Tra le rovine di Jabalya, nel nord di Gaza, Majed Al-Shorbaji, 27 anni, lancia un appello alle istituzioni italiane: «Signora Meloni, la prego. Qui non c’è acqua, non c’è luce. Voglio tornare in Italia a lavorare». Mostra il suo permesso di soggiorno e la carta d’identità. Neanche la tregua ora svanita ha aiutato lui e sua moglie incinta a lasciare la Striscia, mentre la situazione peggiora di ora in ora.
Majed è arrivato in Italia nel 2019 dopo una traversata nel Mediterraneo, accolto dalla onlus CIAC a Parma. La protezione internazionale gli ha permesso di ricostruire la sua vita a Fidenza: un lavoro stabile nella logistica, una casa e una comunità che lo ha accolto. Per quattro anni ha creduto di aver trovato un futuro. Poi, nel 2023, una telefonata cambia tutto. Suo padre, a Gaza, ha avuto un infarto e lui parte per stargli accanto, ignaro di ciò che lo attende.
Il 7 ottobre 2023 Hamas attacca Israele. La risposta è immediata e brutale: Gaza viene isolata e i bombardamenti si susseguono senza tregua. La famiglia di Majed è costretta a fuggire dal campo profughi di Jabalya, vagando senza meta alla ricerca di un riparo. Per un periodo si rifugiano in una scuola dell’UNRWA, finché anche quel luogo viene colpito. Senza altra scelta, continuano a spostarsi. Fame, sete e paura li accompagnano in ogni passo. «Non riesco a prelevare dalla mia banca», dice mentre mostra il suo bancomat, «ce li ho i soldi, ma non posso comprare cibo». Per qualche tempo trovano riparo nell’ospedale Al Shifa, ma decidono di andarsene appena in tempo, prima dell’assedio dell’Idf fra marzo e aprile 2024.
Eppure, in mezzo al caos, Majed trova qualcosa di inaspettato: Lasim, sua moglie ora incinta.

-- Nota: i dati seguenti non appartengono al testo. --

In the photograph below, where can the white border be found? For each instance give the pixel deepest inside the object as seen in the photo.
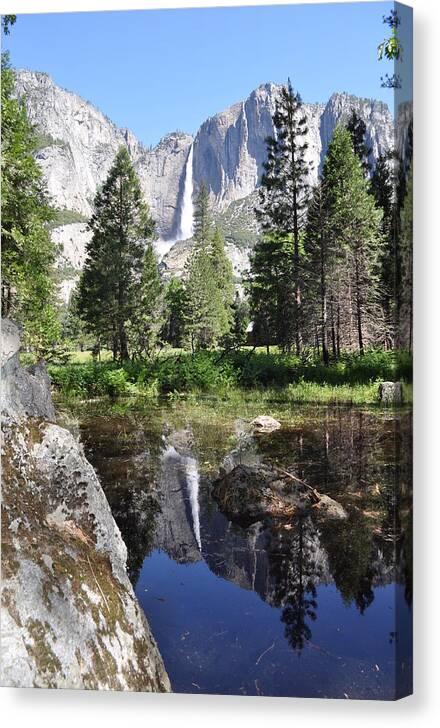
(69, 709)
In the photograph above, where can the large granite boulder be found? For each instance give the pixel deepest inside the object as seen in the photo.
(26, 393)
(248, 494)
(69, 615)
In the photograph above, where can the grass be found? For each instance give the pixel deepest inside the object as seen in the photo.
(241, 375)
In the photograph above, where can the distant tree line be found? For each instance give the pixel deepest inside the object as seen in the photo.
(121, 300)
(333, 268)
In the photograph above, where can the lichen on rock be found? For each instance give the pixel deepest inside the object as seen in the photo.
(69, 617)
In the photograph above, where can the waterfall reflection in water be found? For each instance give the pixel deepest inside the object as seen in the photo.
(218, 596)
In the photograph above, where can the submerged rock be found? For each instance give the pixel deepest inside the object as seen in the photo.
(264, 423)
(250, 494)
(69, 615)
(25, 392)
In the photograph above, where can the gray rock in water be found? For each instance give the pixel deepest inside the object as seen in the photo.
(330, 508)
(390, 393)
(248, 494)
(26, 393)
(264, 423)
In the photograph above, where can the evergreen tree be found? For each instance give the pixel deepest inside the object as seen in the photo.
(204, 320)
(240, 320)
(321, 255)
(209, 281)
(284, 187)
(28, 290)
(406, 224)
(271, 290)
(110, 281)
(202, 215)
(382, 188)
(173, 331)
(354, 222)
(358, 130)
(224, 277)
(149, 316)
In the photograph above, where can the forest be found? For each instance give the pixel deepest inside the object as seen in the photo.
(323, 314)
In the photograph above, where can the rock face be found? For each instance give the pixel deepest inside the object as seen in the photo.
(69, 615)
(78, 144)
(25, 393)
(248, 494)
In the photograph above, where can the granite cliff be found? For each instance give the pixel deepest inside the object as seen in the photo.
(77, 144)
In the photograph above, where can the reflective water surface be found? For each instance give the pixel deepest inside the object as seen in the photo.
(278, 608)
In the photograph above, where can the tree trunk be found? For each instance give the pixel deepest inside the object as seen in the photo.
(359, 309)
(333, 330)
(325, 356)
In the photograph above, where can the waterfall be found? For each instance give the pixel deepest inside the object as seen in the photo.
(185, 229)
(187, 211)
(192, 481)
(187, 466)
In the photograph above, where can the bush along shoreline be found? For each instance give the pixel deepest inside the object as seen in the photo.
(352, 380)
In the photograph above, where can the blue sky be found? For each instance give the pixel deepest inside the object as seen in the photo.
(159, 70)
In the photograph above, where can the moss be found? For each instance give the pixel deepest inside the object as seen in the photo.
(47, 663)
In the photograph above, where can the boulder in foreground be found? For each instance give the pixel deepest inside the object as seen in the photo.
(69, 616)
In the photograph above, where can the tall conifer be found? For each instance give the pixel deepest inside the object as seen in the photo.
(284, 188)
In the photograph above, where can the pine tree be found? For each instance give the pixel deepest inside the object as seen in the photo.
(284, 186)
(271, 290)
(358, 130)
(321, 256)
(149, 315)
(209, 281)
(110, 281)
(28, 290)
(406, 224)
(173, 331)
(382, 188)
(224, 277)
(204, 323)
(354, 222)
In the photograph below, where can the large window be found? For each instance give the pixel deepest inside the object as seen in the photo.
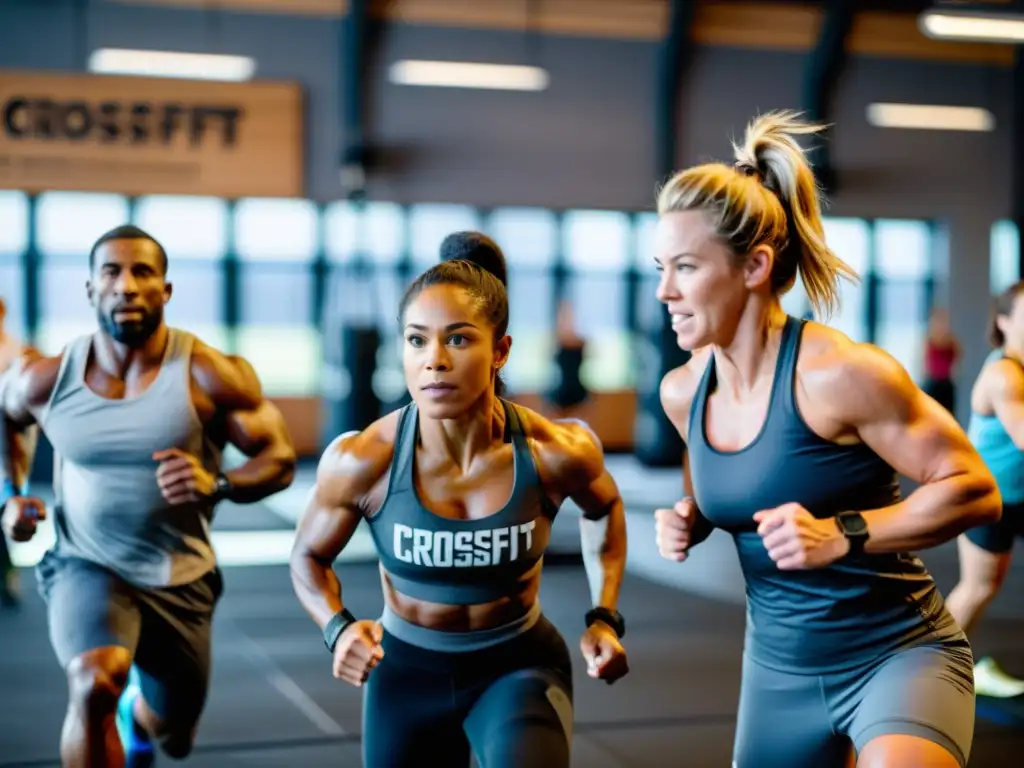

Un legame che gli dà forza, ma anche una nuova urgenza. Deve andarsene. Scrive senza sosta al consolato generale italiano a Gerusalemme per ottenere i documenti necessari a lasciare Gaza, ma ogni tentativo si scontra con le restrizioni imposte da Israele. «Ogni giorno vedo persone partire, ma io resto bloccato», racconta.
A migliaia di chilometri di distanza, a Fidenza, qualcuno non si è dimenticato di lui. Il sindaco Daniele Malvisi scrive al ministro degli Esteri Antonio Tajani, chiedendo un intervento urgente: «Dopo 20 giorni dal cessate il fuoco, è inaccettabile che Majed sia ancora intrappolato». Anche la cittadinanza si mobilita: Potere al Popolo Fidenza lancia una campagna per farlo nominare “assessore alla pace”, nella speranza di attirare l’attenzione sulle sue condizioni. Una proposta che si scontra con limiti istituzionali e burocratici.
Intanto, la guerra non si ferma. Le bombe continuano a piovere su Gaza, distruggendo case, scuole e ospedali. Il 19 marzo un aereo atterra a Milano Linate ma lui non è a bordo. Il volo è riservato a nove bambini palestinesi gravemente malati e le loro famiglie. «Aspetto e spero», dice, la voce colma di fatica. «Voglio solo un posto sicuro dove vivere». Ma mentre le macerie si accumulano e il tempo scorre, la diplomazia resta immobile. E Majed continua ad aspettare.